Cugnot’s problems didn’t end there. His patronage was depleted by death and banishment in a 50:50 split, completely desiccating his R&D kitty. Then the French Revolution happened, meaning that though the French government may have wanted to explore this invention further, they had their hands full with internal security matters. Thus this steam-powered car did not see development or production, and part of the reason except the lack of R&D is why Karl Benz went the petrol way: steam engines are very unwieldy and “throttle response” is measured by the position of the sun. This doesn’t mean there were no other steam-powered cars. Oh yes, there were others …

1789: the first US patent for a steam-powered land vehicle was granted to Oliver Evans.

1801: Richard Trevithick built a steam-powered carriage in Britain.

1820 to 1840: steam-powered stagecoaches were in regular service in Britain. British railroads were the result of these stagecoaches facing a ban.

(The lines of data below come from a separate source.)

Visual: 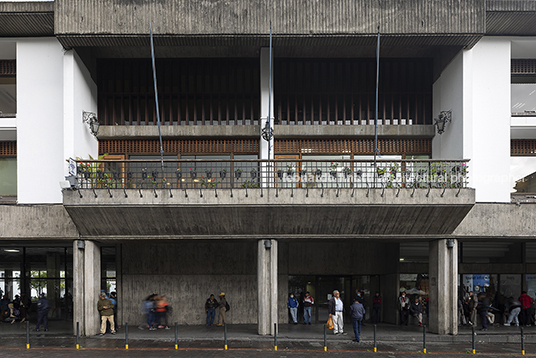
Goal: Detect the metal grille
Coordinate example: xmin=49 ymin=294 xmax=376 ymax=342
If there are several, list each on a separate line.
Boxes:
xmin=274 ymin=139 xmax=432 ymax=154
xmin=98 ymin=58 xmax=260 ymax=125
xmin=99 ymin=139 xmax=259 ymax=155
xmin=511 ymin=59 xmax=536 ymax=75
xmin=510 ymin=139 xmax=536 ymax=156
xmin=0 ymin=60 xmax=17 ymax=76
xmin=274 ymin=59 xmax=433 ymax=125
xmin=0 ymin=141 xmax=17 ymax=157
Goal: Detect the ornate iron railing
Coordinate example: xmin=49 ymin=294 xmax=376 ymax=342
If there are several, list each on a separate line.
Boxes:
xmin=72 ymin=159 xmax=469 ymax=190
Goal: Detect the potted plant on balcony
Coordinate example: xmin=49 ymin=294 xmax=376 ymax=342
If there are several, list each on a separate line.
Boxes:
xmin=342 ymin=165 xmax=352 ymax=179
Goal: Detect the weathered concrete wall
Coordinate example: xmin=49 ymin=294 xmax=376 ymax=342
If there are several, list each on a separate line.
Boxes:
xmin=453 ymin=203 xmax=536 ymax=239
xmin=0 ymin=204 xmax=78 ymax=240
xmin=55 ymin=0 xmax=485 ymax=35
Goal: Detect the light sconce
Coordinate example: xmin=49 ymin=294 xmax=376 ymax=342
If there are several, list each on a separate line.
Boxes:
xmin=82 ymin=111 xmax=100 ymax=137
xmin=434 ymin=111 xmax=452 ymax=135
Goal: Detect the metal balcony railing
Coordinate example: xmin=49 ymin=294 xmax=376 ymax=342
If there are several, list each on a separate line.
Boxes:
xmin=72 ymin=159 xmax=469 ymax=194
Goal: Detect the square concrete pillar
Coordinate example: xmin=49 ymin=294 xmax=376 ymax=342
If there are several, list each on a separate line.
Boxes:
xmin=428 ymin=239 xmax=458 ymax=335
xmin=73 ymin=240 xmax=101 ymax=336
xmin=257 ymin=240 xmax=278 ymax=335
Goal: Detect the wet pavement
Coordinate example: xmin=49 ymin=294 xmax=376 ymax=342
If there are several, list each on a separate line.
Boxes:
xmin=0 ymin=321 xmax=536 ymax=357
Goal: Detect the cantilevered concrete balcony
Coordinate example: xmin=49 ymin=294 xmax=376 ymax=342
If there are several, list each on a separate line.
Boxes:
xmin=63 ymin=160 xmax=475 ymax=240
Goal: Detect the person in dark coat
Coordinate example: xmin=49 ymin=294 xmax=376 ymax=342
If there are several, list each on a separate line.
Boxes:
xmin=350 ymin=299 xmax=365 ymax=342
xmin=35 ymin=293 xmax=50 ymax=332
xmin=476 ymin=293 xmax=489 ymax=331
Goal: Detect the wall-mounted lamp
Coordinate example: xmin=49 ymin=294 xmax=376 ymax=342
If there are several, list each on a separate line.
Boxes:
xmin=434 ymin=111 xmax=452 ymax=134
xmin=82 ymin=111 xmax=100 ymax=137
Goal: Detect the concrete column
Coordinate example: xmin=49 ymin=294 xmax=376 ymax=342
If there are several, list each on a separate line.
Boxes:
xmin=259 ymin=47 xmax=274 ymax=187
xmin=429 ymin=239 xmax=458 ymax=335
xmin=73 ymin=240 xmax=101 ymax=336
xmin=257 ymin=240 xmax=278 ymax=335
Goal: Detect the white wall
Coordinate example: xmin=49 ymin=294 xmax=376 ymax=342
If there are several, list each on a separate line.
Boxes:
xmin=17 ymin=38 xmax=65 ymax=204
xmin=17 ymin=38 xmax=98 ymax=204
xmin=63 ymin=50 xmax=99 ymax=165
xmin=432 ymin=37 xmax=511 ymax=202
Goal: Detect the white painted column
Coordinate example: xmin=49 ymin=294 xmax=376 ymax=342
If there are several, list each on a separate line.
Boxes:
xmin=259 ymin=47 xmax=274 ymax=187
xmin=428 ymin=239 xmax=458 ymax=335
xmin=257 ymin=240 xmax=278 ymax=335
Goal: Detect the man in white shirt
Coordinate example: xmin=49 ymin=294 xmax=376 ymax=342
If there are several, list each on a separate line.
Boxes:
xmin=328 ymin=290 xmax=346 ymax=334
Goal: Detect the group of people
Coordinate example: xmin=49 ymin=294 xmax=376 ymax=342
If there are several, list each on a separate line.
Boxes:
xmin=398 ymin=291 xmax=428 ymax=327
xmin=205 ymin=292 xmax=231 ymax=327
xmin=0 ymin=293 xmax=32 ymax=324
xmin=287 ymin=292 xmax=315 ymax=324
xmin=458 ymin=291 xmax=536 ymax=331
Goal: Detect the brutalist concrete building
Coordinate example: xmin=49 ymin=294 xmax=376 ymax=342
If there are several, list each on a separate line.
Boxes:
xmin=0 ymin=0 xmax=536 ymax=335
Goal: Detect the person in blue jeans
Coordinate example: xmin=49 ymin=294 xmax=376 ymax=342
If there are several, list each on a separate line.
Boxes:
xmin=350 ymin=297 xmax=365 ymax=342
xmin=287 ymin=293 xmax=298 ymax=324
xmin=205 ymin=294 xmax=219 ymax=326
xmin=303 ymin=292 xmax=315 ymax=324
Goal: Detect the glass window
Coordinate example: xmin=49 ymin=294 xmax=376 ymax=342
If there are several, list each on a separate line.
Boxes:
xmin=0 ymin=157 xmax=17 ymax=195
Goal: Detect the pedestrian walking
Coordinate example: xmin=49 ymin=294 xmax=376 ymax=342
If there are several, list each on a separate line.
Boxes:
xmin=303 ymin=292 xmax=315 ymax=324
xmin=35 ymin=293 xmax=50 ymax=332
xmin=287 ymin=293 xmax=298 ymax=324
xmin=350 ymin=299 xmax=365 ymax=342
xmin=97 ymin=292 xmax=115 ymax=336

Steam-driven road tractors built by Charles Deitz pulled carriages around Paris and Bordeaux up to 1850.

Harrison Dyer, Joseph Dixon, Rufus Porter and William T. James built steam coaches between 1860 and 1880 in the US. Others like Amedee Bollee Sr built advanced steam cars from 1873 to 1883.

The 1878 “La Mancelle” was a front-engine, rear drive (via shaft to the differential and chain drive to the rear wheels), with the steering wheel on a vertical shaft and driver’s seat behind the engine. The boiler was carried behind the passenger compartment. You may notice this set-up as being a little familiar … The Honda S800 followed this exact formula except with a petrol engine.

In 1871, Dr J.W. Carhart, professor of physics at Wisconsin State University, and the J.I. Case Company built a working steam car that won a 200-mile race.

[Thoughtco.com]

3. Forget those tongue-in-cheek analogies about power being how fast you hit a wall and torque being how far you take the wall with you. I have a better and much more accurate analogy, which is almost quite the literal definition of both power and torque — torque is the weight of a sack that you can lift. Power is how fast you can run with that sack in your arms.